10. Qual a biblioteca mais fantástica que já visitou e a que sonha ainda conhecer?


Tive a oportunidade de conhecer algumas bibliotecas fantásticas, aqui no Brasil e na Europa, mas sonho conhecer um dia a biblioteca de Alexandria no Egito.


11. Dentre os tantos livros que você já leu, cite um e recomende.


Recomendo “Cem anos de solidão”, do escritor colombiano Gabriel Garcia Márquez. Romance no estilo realismo fantástico, que conta a triste saga da família Buendía, fadada a conviver com a solidão. E as situações surreais do romance me encantam, tudo a ver comigo, nascida e criada nesta mítica região amazônica.


12. Qual sua opinião sobre o contexto atual da profissão?

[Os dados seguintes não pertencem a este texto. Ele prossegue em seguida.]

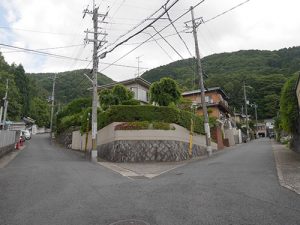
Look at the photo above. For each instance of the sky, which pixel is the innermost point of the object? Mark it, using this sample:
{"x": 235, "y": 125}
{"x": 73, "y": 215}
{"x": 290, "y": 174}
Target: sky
{"x": 36, "y": 24}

No contexto atual, vejo que temos muitos profissionais atuantes e comprometidos com a missão da profissão. Vejo também alguns estudantes do curso de Biblioteconomia com boas idéias e perspectivas, além da busca de conhecimentos e novos saberes que são essenciais ao bom desempenho do bibliotecário, assim como a tomada de consciência cultural e social. Um bibliotecário tem que se alimentar de cultura, tem que ler, ir ao cinema, teatro, ouvir uma boa música. Li em algum lugar que “a atualização técnica é essencial, mas a atualização cultural é fundamental”.


13. Como você vê a atuação da biblioteca pública de sua cidade? 


Penso que a atuação da nossa Biblioteca Pública não seja diferente da maioria do resto do Brasil, salvo algumas exceções. O grande problema é a falta de profissionais qualificados e comprometidos, seja em nível governamental, seja em nível funcional.


14. Há algum bibliotecário (a) que você considera fora de série?


Eu tenho uma admiração e um carinho enorme por diversos colegas bibliotecários, além de outros renomados que engrandecem a nossa profissão. 


15. Do que mais gosta na sua profissão?


A oportunidade de ter conhecido e convivido com grandes escritores, como Tenório Telles, Márcio Souza, Thiago de Mello, Marcelino Freire, Luiz Ruffato, dentre tantos outros igualmente maravilhosos.


16. Fique a vontade para fazer seus comentários finais.


Soraia, querida! Obrigada pelo convite e pelo privilégio de participar dessa entrevista. Parabéns pelo Blog que está realmente um luxo, como você, que com dedicação e esforço enaltece a nós, os profissionais bibliotecários. Espero continuar nossa parceria.